* Inflation showing signs of falling, company says

* France sales up 7.2%, operating profit jumps 39%

* Costs of Grupo BIG integration in Brazil drag down income

(Rewrites top three paragraphs with CEO saying food producers not cooperating on price negotiations, adds retail industry group comment in paragraph 7)

PARIS, July 26 (Reuters) -

The CEO of Carrefour, Europe's biggest food retailer, criticized suppliers as not cooperating in price renegotiations on Wednesday, even as the company said it sees inflationary prices easing and is looking to the second half of the year with confidence.

The French government last month ordered food producers including Danone SA and Kellogg Co to cut prices.

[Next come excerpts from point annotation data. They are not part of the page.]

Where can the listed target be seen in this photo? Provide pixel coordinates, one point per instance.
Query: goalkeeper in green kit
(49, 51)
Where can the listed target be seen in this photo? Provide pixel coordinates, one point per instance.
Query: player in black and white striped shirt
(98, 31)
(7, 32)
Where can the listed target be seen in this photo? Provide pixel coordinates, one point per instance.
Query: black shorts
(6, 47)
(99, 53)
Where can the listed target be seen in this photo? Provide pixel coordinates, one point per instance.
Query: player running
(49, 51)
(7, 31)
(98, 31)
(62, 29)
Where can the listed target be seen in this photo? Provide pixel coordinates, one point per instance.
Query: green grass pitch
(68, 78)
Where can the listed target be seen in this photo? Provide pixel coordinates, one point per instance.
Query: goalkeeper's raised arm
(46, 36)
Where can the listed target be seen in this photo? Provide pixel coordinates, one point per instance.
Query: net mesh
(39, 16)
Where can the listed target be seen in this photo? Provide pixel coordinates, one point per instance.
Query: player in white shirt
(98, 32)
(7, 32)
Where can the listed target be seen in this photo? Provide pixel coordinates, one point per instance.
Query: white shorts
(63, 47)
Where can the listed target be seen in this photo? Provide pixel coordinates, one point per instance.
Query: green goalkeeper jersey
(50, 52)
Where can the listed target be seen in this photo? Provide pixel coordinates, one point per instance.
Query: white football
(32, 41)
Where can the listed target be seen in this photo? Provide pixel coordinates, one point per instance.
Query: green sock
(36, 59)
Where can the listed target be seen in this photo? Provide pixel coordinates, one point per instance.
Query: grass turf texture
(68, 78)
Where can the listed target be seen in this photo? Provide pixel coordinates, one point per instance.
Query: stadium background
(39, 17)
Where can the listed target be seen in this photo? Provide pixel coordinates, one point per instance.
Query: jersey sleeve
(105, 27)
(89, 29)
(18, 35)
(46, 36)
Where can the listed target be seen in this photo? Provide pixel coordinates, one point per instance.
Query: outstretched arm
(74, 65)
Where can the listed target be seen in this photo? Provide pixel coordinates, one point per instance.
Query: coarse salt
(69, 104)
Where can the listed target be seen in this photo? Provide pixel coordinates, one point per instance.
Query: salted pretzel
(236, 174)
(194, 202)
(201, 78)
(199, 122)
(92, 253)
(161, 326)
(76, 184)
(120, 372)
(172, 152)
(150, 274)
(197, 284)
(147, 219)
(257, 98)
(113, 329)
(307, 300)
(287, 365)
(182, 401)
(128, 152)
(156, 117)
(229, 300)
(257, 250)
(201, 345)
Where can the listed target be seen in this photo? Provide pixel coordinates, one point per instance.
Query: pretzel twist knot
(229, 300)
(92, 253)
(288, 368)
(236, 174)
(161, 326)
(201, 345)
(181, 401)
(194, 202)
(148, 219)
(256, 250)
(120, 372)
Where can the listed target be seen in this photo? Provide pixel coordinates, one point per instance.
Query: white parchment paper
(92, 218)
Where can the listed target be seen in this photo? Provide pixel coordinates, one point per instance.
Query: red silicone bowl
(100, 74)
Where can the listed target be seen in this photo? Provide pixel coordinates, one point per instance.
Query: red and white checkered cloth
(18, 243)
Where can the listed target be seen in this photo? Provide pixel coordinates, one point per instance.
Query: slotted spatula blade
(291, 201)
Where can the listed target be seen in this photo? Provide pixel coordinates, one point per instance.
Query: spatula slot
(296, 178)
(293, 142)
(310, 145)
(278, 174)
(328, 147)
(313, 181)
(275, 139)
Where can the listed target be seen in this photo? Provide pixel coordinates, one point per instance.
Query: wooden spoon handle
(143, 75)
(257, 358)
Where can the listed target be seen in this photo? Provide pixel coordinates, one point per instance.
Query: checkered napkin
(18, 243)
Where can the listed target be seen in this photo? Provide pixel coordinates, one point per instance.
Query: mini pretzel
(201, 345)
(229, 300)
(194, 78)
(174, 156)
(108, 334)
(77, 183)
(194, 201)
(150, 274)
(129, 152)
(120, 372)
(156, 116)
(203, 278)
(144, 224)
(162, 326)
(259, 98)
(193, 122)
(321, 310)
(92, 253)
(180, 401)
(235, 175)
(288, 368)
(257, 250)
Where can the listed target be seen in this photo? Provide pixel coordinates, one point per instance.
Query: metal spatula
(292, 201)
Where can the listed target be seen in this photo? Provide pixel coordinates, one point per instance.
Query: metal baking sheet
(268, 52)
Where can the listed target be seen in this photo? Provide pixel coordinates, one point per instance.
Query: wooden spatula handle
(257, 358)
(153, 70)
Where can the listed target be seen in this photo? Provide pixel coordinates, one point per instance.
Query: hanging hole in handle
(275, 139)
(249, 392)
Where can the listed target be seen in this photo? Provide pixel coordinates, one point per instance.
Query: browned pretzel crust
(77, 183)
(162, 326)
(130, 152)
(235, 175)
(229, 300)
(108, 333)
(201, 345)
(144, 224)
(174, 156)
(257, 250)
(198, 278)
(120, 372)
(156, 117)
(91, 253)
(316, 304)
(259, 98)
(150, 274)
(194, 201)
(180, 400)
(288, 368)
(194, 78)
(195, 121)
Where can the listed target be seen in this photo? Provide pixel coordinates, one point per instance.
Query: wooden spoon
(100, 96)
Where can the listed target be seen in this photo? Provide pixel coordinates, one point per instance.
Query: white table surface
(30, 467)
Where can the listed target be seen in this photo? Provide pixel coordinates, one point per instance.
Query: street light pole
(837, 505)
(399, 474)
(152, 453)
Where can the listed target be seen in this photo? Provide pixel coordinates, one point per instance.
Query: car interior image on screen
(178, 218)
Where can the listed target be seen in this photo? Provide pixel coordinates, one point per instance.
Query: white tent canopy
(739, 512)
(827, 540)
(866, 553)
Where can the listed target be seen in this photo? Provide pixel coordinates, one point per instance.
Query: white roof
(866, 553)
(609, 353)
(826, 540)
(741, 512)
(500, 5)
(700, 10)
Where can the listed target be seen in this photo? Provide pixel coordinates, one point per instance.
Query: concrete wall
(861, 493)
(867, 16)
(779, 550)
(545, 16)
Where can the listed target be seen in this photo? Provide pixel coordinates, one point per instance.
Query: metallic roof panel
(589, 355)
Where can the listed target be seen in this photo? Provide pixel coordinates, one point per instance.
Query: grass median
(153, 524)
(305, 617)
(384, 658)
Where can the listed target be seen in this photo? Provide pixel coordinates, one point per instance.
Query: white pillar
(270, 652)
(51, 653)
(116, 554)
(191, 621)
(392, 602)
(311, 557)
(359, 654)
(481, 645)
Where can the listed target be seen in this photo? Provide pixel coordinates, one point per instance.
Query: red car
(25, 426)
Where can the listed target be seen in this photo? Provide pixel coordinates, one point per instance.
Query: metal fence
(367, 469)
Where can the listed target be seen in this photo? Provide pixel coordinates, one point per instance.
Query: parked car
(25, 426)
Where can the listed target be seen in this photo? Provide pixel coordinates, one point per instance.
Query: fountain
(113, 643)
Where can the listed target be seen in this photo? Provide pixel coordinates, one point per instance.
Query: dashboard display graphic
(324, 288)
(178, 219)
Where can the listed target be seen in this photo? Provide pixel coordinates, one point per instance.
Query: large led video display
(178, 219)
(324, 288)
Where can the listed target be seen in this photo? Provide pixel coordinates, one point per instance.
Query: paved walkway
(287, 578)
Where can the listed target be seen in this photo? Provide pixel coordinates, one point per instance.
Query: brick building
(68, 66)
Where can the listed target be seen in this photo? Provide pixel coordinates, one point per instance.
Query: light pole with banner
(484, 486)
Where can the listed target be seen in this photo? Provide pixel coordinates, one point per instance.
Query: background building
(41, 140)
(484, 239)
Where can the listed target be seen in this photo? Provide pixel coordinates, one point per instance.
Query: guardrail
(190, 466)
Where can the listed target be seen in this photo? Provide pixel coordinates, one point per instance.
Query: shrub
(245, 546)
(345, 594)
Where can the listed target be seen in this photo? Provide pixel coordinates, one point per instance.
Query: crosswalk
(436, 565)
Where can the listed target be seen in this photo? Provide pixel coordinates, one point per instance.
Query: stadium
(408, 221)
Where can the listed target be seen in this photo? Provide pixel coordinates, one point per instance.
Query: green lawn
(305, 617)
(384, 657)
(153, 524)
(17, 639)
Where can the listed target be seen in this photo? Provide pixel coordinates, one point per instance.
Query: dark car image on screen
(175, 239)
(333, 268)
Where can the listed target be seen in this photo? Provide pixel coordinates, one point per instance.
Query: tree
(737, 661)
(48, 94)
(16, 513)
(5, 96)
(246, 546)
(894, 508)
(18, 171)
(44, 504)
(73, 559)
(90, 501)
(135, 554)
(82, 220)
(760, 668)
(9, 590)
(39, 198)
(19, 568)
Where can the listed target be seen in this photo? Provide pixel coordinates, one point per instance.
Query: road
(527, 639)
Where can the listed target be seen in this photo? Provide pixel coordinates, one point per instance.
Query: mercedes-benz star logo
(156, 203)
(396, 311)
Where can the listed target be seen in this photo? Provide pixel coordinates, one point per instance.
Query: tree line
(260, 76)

The move by France's finance minister to

demand price cuts

from the country's 75 biggest food producers was welcomed by grocers, which have been criticizing

consumer goods firms

for what they see as unjustified price hikes.

"Suppliers are not really playing the game," Carrefour CEO Alexandre Bompard told analysts in a call on Wednesday following the release of first-half results.

Carrefour reported strong first-half sales and profit growth in its core French market.

Food inflation appeared to have peaked in the second quarter, Carrefour said, chiming with the message from consumer goods giant Unilever, whose finance chief on Tuesday said the peak of inflation is now behind.

Against that backdrop, retailers like Carrefour are increasingly venting frustration with food manufacturers that have put through large price increases.

A spokeswoman for retail industry group the Federation du Commerce et de la Grande Distribution (FCD) said, "The vast majority of industrials refuse to enter into a true renegotiation, as the government had requested."

Carrefour's first-half sales grew 11.2% on a like-for-like basis to 45.45 billion euros, driven notably by a solid performance in France, where Carrefour hypermarkets' low-cost groceries attracted shoppers struggling with a higher cost of living.

Group recurring operating income, however, declined 2.2% to 700 million euros ($774.6 million) at constant exchange rates, dragged down by costs tied to the integration of Grupo BIG in Brazil, Carrefour's second-largest market.

Still, CFO Matthieu Malige said the company sees a stronger second half in terms of recurring operating profit.

Sales of Carrefour-branded products grew, reaching more than 35% of half-year food sales, up three percentage points compared with the first half of 2022. Carrefour aims for its private-label range to account for 40% of food revenues in 2026.

"The push on private label this semester has been very strong," Bompard said.

Operating profit in France jumped 39% to 270 million euros on sales that rose 7.2% on a like-for-like basis. Carrefour has kept its market share in the country stable while other retailers lost share to discount grocers.

Carrefour has vowed to step up expansion in e-commerce, open more discount stores and cut costs as part of Bompard's plan to speed the group's turnaround to 2026.

With net free cash flow rising by 196 million euros to 1.684 billion euros in the first half, Carrefour said it would stick with plans to buy back 800 million euros of shares this year, with 200 million euros completed to date.

Earlier this month Carrefour announced its first major deal in France in more than 20 years, agreeing to buy the Cora and Match supermarket chains from Belgium's Louis Delhaize Group.